What is the fastest way to read all the records in an index?

New to the list, semi-new to ELK. Apologies if this is a FAQ, but I can't find an answer.

I'm processing proxy logs. Logstash does just fine in parsing them, and putting them into daily logstash-[date] indices.

However, I want to programmatically walk through all the records in each day's index, and collapse some of the data into historical summaries. The processing is beyond what I can do in an Elasticsearch query. I have a python program which performs this operation, but the performance isn't adequate.

The biggest bottleneck is reading the records from the logstash-[date] indices. I'm using the elasticsearch-py interface, which provides a wrapper for the 'scroll' API. Here's the relevant lines....

import elasticsearch
import elasticsearch.helpers as helpers

es = elasticsearch.Elasticsearch(retry_on_timeout=True)
# sets up global ES handle

#main processing loop 
def process_index(index_name)
   global es
   query_body = '{"size": 10000, "query": {"match_all":{}}}'
   scanResp = helpers.scan(client=es,query=query_body,scroll="5m",index=index_name,timeout="5m")
   resp={}
   for resp in scanResp:
      DO STUFF FOR ONE RECORD

The Bulk API appears to be useful only for writing, not reading. I'm using it to write out the collapsed data I generate.

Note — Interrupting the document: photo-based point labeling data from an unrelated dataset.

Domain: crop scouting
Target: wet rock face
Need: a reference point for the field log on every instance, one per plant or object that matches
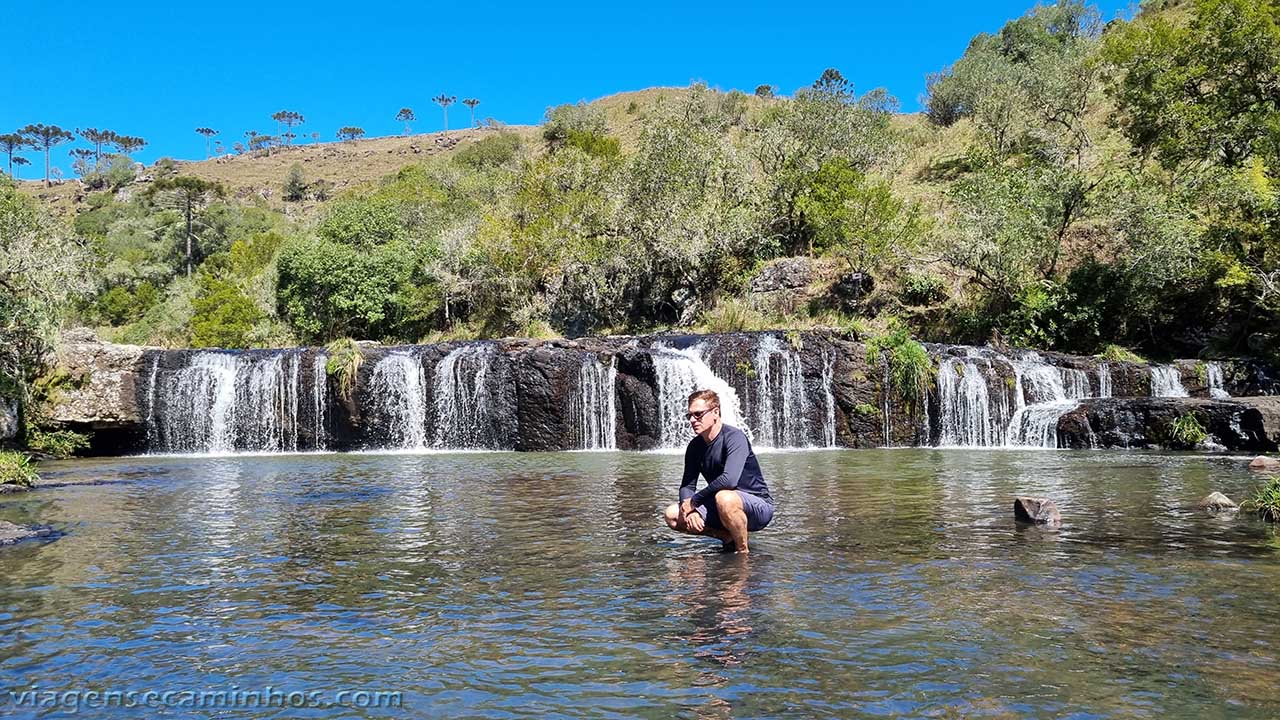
(1247, 423)
(1037, 511)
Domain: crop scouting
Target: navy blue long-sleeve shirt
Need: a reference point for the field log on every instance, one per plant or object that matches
(727, 463)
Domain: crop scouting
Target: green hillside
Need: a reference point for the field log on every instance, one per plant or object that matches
(1070, 186)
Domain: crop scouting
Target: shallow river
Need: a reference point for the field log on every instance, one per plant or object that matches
(891, 583)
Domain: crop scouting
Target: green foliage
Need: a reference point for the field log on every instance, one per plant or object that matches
(16, 469)
(909, 367)
(343, 364)
(1118, 354)
(328, 290)
(865, 410)
(1184, 432)
(492, 151)
(1265, 501)
(58, 445)
(223, 315)
(295, 185)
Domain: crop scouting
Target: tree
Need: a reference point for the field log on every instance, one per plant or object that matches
(406, 115)
(209, 136)
(188, 194)
(12, 142)
(128, 144)
(288, 119)
(471, 103)
(42, 269)
(444, 101)
(97, 137)
(80, 160)
(45, 137)
(1206, 91)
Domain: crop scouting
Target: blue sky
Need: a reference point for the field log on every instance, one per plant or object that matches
(160, 69)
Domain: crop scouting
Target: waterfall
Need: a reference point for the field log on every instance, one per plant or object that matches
(1214, 379)
(1045, 395)
(1165, 382)
(595, 404)
(782, 405)
(828, 381)
(199, 411)
(152, 440)
(319, 392)
(398, 388)
(679, 374)
(964, 405)
(464, 406)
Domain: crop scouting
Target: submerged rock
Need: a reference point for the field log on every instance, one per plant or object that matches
(1216, 502)
(1037, 511)
(10, 533)
(1264, 464)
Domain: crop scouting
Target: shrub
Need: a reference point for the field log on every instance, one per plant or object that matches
(1118, 354)
(492, 151)
(343, 364)
(1266, 501)
(16, 469)
(1185, 431)
(56, 443)
(909, 367)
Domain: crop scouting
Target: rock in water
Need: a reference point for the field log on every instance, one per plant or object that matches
(1265, 464)
(1037, 511)
(10, 533)
(1216, 502)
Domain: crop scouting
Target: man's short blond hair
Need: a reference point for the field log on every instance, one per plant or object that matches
(707, 396)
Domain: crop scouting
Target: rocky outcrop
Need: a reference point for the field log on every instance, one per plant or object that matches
(1246, 423)
(533, 392)
(10, 533)
(1037, 511)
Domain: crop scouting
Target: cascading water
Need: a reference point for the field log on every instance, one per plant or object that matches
(1214, 379)
(398, 386)
(679, 374)
(595, 405)
(319, 395)
(464, 406)
(782, 405)
(964, 406)
(1165, 382)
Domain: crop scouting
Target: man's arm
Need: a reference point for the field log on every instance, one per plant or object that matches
(736, 451)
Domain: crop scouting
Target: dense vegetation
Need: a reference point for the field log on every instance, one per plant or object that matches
(1070, 186)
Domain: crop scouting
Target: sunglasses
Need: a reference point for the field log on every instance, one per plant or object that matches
(698, 415)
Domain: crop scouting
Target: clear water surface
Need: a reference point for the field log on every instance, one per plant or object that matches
(892, 583)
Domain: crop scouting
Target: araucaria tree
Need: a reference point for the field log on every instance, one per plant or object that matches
(97, 139)
(288, 119)
(188, 194)
(45, 137)
(209, 136)
(9, 144)
(444, 101)
(406, 115)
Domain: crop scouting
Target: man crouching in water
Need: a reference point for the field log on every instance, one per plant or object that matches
(735, 500)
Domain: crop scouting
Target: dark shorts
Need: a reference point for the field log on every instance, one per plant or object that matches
(757, 509)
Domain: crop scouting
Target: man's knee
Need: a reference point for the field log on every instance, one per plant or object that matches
(728, 501)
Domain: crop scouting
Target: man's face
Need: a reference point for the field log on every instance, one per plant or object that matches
(702, 417)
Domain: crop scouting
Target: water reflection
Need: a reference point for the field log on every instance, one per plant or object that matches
(487, 584)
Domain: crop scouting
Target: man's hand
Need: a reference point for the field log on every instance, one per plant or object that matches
(693, 519)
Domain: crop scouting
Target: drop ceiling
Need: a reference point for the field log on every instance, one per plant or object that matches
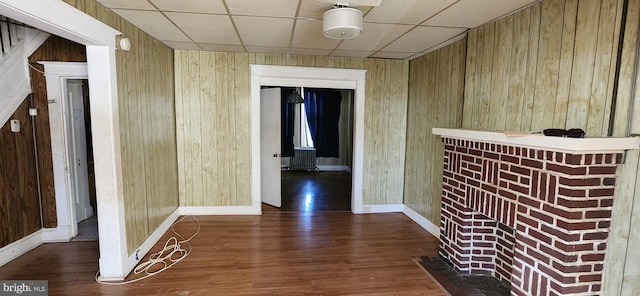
(393, 29)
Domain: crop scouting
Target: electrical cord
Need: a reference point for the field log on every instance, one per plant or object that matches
(172, 253)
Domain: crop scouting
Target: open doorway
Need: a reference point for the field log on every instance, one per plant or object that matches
(262, 75)
(317, 149)
(72, 151)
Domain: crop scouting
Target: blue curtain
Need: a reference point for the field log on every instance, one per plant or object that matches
(287, 123)
(323, 115)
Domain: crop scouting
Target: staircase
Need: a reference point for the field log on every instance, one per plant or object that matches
(17, 43)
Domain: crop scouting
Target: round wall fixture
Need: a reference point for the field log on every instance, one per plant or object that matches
(342, 23)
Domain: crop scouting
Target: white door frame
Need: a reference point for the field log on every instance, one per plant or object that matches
(59, 18)
(57, 74)
(309, 77)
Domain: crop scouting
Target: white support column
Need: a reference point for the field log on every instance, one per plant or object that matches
(108, 169)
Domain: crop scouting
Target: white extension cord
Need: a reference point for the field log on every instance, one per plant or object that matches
(172, 253)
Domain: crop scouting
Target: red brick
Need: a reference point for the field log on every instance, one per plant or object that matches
(574, 159)
(592, 257)
(598, 214)
(595, 236)
(602, 170)
(566, 169)
(541, 216)
(580, 181)
(571, 192)
(529, 201)
(532, 163)
(572, 204)
(602, 192)
(606, 202)
(590, 278)
(571, 268)
(556, 276)
(528, 222)
(575, 225)
(540, 236)
(562, 213)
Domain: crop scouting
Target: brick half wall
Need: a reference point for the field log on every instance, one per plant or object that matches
(549, 210)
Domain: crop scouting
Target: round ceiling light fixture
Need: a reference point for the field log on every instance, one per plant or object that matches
(342, 22)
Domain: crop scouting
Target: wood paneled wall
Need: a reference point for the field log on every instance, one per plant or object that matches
(436, 88)
(147, 125)
(61, 50)
(19, 201)
(621, 272)
(212, 107)
(551, 65)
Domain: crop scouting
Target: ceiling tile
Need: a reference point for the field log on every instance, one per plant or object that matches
(392, 55)
(274, 8)
(206, 28)
(308, 34)
(351, 53)
(310, 51)
(264, 31)
(407, 11)
(127, 4)
(222, 47)
(314, 9)
(154, 23)
(200, 6)
(422, 38)
(182, 45)
(473, 13)
(374, 37)
(265, 49)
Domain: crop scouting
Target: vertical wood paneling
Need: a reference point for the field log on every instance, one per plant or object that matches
(54, 49)
(435, 96)
(19, 201)
(621, 273)
(546, 66)
(147, 126)
(223, 93)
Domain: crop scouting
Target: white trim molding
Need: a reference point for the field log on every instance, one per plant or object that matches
(219, 210)
(56, 74)
(61, 19)
(309, 77)
(133, 259)
(20, 247)
(14, 81)
(391, 208)
(422, 221)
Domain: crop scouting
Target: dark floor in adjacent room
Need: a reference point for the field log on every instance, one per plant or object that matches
(458, 284)
(277, 253)
(316, 191)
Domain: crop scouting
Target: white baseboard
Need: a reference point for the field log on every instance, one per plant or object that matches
(422, 221)
(134, 258)
(326, 168)
(19, 247)
(221, 210)
(392, 208)
(62, 233)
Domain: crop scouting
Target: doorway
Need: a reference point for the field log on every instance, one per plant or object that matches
(317, 149)
(354, 79)
(72, 151)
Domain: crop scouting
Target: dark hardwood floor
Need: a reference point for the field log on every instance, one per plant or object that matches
(304, 191)
(278, 253)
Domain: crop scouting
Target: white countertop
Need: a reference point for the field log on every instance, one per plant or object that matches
(540, 141)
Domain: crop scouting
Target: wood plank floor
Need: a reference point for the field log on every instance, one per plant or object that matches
(278, 253)
(304, 191)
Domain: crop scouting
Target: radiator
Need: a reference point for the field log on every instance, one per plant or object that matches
(303, 159)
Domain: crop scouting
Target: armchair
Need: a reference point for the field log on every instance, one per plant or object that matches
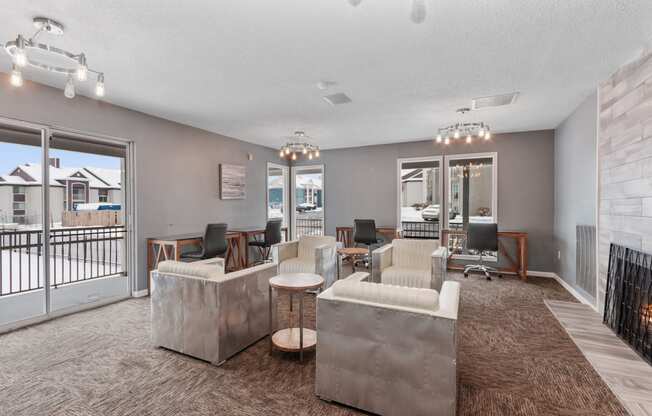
(387, 349)
(308, 254)
(410, 262)
(200, 311)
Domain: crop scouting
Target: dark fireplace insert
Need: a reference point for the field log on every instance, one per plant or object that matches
(628, 298)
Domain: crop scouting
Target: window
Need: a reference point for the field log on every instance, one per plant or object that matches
(103, 195)
(420, 199)
(471, 193)
(78, 194)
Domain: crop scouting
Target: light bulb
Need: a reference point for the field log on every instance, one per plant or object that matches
(82, 68)
(16, 78)
(69, 90)
(20, 57)
(99, 87)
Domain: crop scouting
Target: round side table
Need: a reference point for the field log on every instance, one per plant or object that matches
(292, 339)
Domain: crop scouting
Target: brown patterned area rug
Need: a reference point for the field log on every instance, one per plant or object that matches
(514, 359)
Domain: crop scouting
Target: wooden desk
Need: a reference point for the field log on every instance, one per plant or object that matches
(345, 234)
(170, 248)
(251, 232)
(517, 264)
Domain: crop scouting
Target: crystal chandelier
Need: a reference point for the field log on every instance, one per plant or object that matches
(463, 129)
(298, 144)
(73, 66)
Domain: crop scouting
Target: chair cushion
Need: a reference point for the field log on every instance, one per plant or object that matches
(403, 276)
(406, 297)
(201, 270)
(308, 244)
(297, 265)
(412, 253)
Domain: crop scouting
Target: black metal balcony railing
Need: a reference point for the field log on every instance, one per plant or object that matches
(420, 229)
(76, 254)
(310, 226)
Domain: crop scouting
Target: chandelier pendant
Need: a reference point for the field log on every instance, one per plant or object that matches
(298, 145)
(72, 65)
(463, 130)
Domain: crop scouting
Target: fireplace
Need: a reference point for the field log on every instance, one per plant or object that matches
(628, 298)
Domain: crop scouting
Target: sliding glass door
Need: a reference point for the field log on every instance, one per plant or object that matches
(278, 179)
(87, 205)
(65, 222)
(308, 200)
(22, 247)
(420, 197)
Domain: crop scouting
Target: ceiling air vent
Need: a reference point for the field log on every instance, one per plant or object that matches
(494, 101)
(337, 99)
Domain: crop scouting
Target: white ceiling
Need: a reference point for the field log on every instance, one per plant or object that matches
(249, 68)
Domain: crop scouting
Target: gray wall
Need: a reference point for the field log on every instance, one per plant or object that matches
(176, 165)
(575, 183)
(361, 183)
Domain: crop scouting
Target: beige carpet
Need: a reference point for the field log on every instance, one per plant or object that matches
(514, 359)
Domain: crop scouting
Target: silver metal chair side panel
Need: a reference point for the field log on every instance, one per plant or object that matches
(365, 361)
(209, 319)
(244, 311)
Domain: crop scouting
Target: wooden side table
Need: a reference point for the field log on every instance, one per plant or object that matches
(292, 339)
(353, 253)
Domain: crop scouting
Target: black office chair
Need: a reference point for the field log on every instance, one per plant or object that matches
(213, 245)
(484, 239)
(364, 233)
(272, 236)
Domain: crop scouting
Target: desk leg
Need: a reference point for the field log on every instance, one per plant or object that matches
(301, 327)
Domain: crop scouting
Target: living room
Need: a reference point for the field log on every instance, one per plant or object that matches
(285, 208)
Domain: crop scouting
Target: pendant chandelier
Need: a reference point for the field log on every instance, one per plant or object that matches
(298, 144)
(463, 129)
(30, 52)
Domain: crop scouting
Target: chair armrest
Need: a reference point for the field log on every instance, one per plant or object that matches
(326, 263)
(381, 258)
(439, 265)
(285, 251)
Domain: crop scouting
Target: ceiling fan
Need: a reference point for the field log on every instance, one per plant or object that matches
(417, 12)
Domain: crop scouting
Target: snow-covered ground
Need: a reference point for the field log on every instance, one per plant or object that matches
(23, 267)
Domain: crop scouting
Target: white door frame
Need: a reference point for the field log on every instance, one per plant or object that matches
(434, 158)
(293, 185)
(286, 190)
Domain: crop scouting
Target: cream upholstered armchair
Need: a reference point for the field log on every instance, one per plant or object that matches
(308, 254)
(388, 349)
(411, 263)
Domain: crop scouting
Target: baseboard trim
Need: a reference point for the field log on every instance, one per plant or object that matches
(139, 293)
(570, 289)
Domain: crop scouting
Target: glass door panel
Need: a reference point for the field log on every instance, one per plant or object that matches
(308, 200)
(471, 195)
(87, 221)
(22, 276)
(277, 192)
(420, 199)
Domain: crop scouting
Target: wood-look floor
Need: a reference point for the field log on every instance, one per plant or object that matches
(627, 374)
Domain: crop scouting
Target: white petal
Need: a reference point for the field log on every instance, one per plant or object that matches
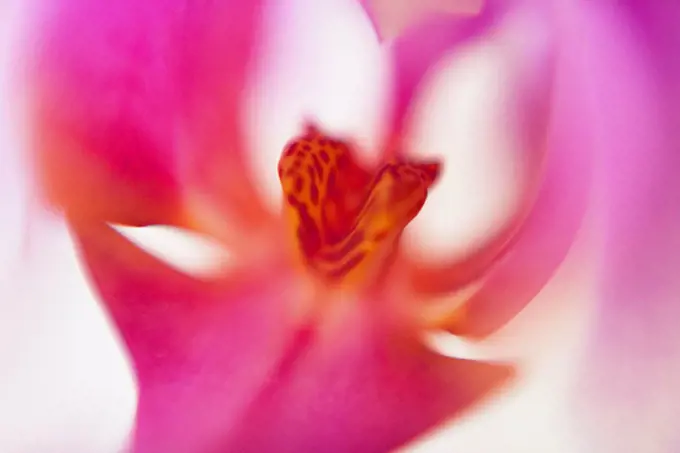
(322, 62)
(186, 251)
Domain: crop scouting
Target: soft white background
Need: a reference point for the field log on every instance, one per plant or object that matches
(65, 385)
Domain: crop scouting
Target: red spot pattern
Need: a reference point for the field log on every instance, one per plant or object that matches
(343, 211)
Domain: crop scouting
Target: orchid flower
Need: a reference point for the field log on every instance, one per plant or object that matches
(311, 335)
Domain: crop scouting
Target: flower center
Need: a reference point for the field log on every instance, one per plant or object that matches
(346, 220)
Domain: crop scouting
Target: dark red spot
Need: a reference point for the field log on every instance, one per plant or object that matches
(298, 185)
(317, 165)
(311, 173)
(347, 267)
(308, 233)
(314, 194)
(330, 184)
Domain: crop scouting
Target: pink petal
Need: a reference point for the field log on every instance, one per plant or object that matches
(221, 54)
(630, 377)
(110, 91)
(514, 265)
(391, 17)
(226, 367)
(359, 383)
(201, 350)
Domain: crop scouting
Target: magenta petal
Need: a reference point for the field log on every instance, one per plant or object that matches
(356, 384)
(536, 252)
(105, 97)
(224, 367)
(201, 351)
(113, 85)
(630, 375)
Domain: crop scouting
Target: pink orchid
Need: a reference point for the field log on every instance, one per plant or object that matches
(312, 337)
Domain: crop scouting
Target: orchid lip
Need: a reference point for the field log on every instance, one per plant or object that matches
(347, 220)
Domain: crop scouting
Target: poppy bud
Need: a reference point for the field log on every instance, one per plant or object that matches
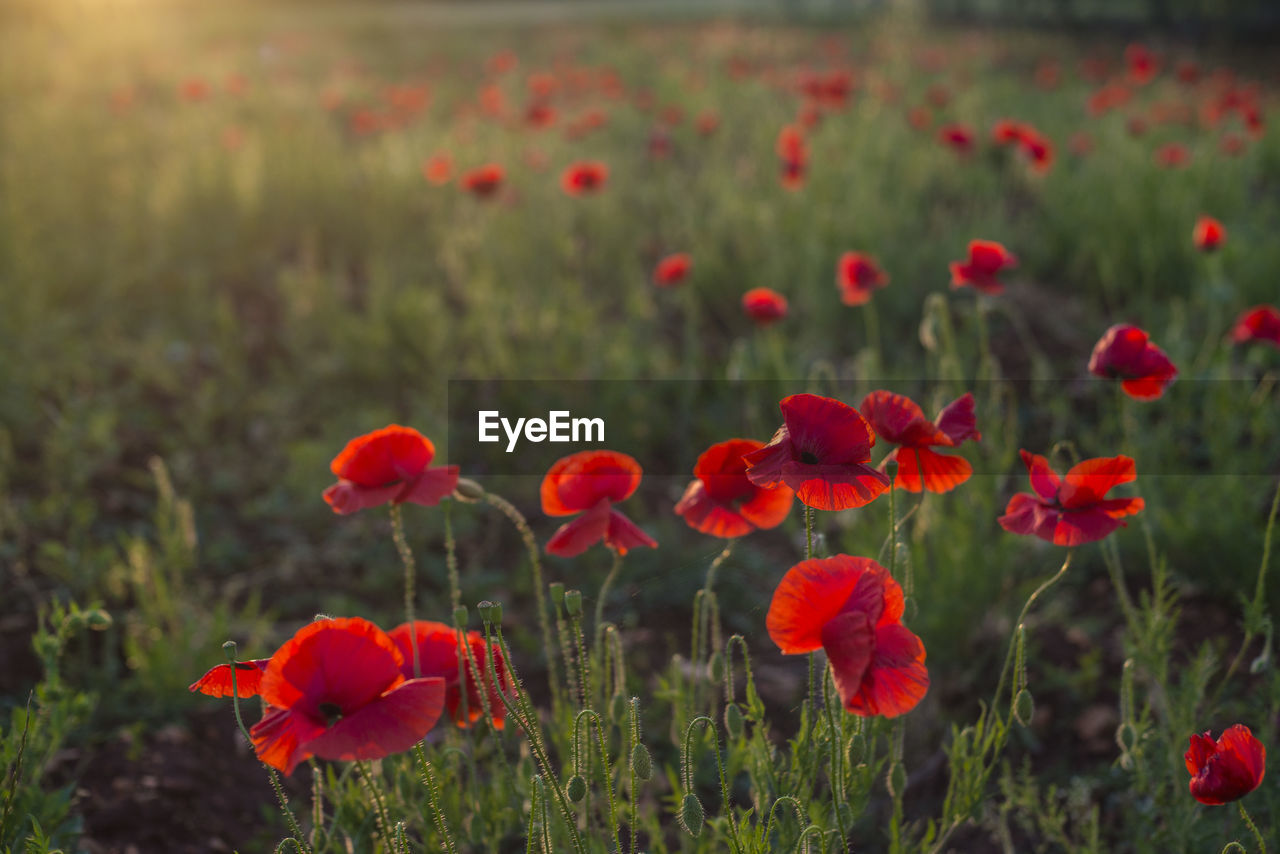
(576, 789)
(1024, 707)
(641, 762)
(896, 780)
(691, 814)
(618, 708)
(469, 491)
(97, 620)
(490, 611)
(734, 721)
(856, 749)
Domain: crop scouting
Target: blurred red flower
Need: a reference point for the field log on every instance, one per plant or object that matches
(483, 181)
(1125, 352)
(672, 270)
(1225, 770)
(388, 465)
(986, 260)
(1073, 510)
(764, 306)
(1260, 323)
(851, 608)
(590, 483)
(584, 177)
(1208, 233)
(337, 690)
(858, 277)
(900, 420)
(438, 656)
(821, 452)
(723, 502)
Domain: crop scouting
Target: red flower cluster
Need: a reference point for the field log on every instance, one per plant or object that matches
(589, 483)
(1072, 510)
(1125, 352)
(900, 420)
(821, 452)
(851, 608)
(1225, 770)
(388, 465)
(723, 502)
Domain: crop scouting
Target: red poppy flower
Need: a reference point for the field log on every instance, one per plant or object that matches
(438, 168)
(1125, 352)
(1225, 770)
(764, 306)
(584, 177)
(590, 483)
(388, 465)
(1208, 233)
(958, 137)
(1072, 510)
(821, 452)
(337, 690)
(986, 260)
(484, 181)
(1173, 155)
(856, 277)
(1260, 323)
(723, 502)
(900, 420)
(672, 270)
(218, 680)
(438, 656)
(851, 608)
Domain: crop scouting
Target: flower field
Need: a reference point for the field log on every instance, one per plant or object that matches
(616, 433)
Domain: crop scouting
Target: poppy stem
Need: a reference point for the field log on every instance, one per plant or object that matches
(410, 572)
(1248, 822)
(526, 534)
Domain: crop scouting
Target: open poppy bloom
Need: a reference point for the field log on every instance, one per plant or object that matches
(388, 465)
(584, 178)
(723, 502)
(1073, 510)
(672, 270)
(821, 452)
(764, 306)
(589, 483)
(483, 181)
(900, 420)
(792, 156)
(1125, 352)
(1208, 233)
(337, 690)
(986, 260)
(218, 680)
(1225, 770)
(438, 656)
(853, 610)
(1260, 323)
(858, 277)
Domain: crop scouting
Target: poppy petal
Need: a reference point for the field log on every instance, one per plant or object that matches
(218, 680)
(1089, 480)
(432, 485)
(392, 724)
(624, 534)
(575, 537)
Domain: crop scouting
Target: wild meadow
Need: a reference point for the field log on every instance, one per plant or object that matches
(937, 374)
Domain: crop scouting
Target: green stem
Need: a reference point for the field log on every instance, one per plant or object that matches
(410, 572)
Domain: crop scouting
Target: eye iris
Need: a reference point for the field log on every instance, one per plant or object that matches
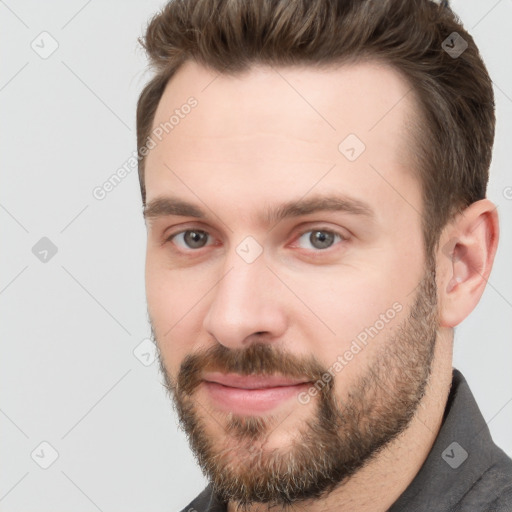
(321, 239)
(195, 239)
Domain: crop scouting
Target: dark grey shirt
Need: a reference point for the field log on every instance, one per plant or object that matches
(464, 472)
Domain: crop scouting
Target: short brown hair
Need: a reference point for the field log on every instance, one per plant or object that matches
(455, 126)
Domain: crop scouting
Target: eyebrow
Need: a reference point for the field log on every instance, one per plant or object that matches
(164, 206)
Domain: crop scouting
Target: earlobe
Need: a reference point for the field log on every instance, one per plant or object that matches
(466, 260)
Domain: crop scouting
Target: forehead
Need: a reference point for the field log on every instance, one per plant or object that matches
(273, 130)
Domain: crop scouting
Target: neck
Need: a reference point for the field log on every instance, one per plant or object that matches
(378, 484)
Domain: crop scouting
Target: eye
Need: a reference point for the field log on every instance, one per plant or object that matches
(318, 239)
(190, 239)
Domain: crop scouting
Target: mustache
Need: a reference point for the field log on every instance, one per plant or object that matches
(257, 359)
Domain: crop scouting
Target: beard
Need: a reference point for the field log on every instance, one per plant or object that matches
(341, 433)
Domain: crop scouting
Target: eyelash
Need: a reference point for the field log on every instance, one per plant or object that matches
(342, 238)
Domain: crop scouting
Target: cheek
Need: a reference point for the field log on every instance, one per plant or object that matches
(176, 309)
(356, 313)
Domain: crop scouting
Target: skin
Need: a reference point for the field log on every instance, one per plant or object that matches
(269, 136)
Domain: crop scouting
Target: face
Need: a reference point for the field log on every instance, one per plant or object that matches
(289, 296)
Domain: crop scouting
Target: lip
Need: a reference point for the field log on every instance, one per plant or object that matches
(234, 380)
(250, 394)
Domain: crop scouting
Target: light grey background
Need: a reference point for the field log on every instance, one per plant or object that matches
(69, 326)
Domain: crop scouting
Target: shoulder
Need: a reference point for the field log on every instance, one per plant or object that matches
(205, 502)
(492, 492)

But is there any way I can read all the records from an index with higher speed? At the moment, even if null out the processing, I'm reading about 2500 records/second. When my daily logs have 60 million entries, that's painfully slow.

thanks in advance,

Peter Trei

Scroll is what you want, have you tried reducing the size to see if that helps performance?

@ptrei Just curious to know the configuration of your server?

I am also running into the same issue and I am seeing even worse performance. It would be helpful in case you share your current configuration.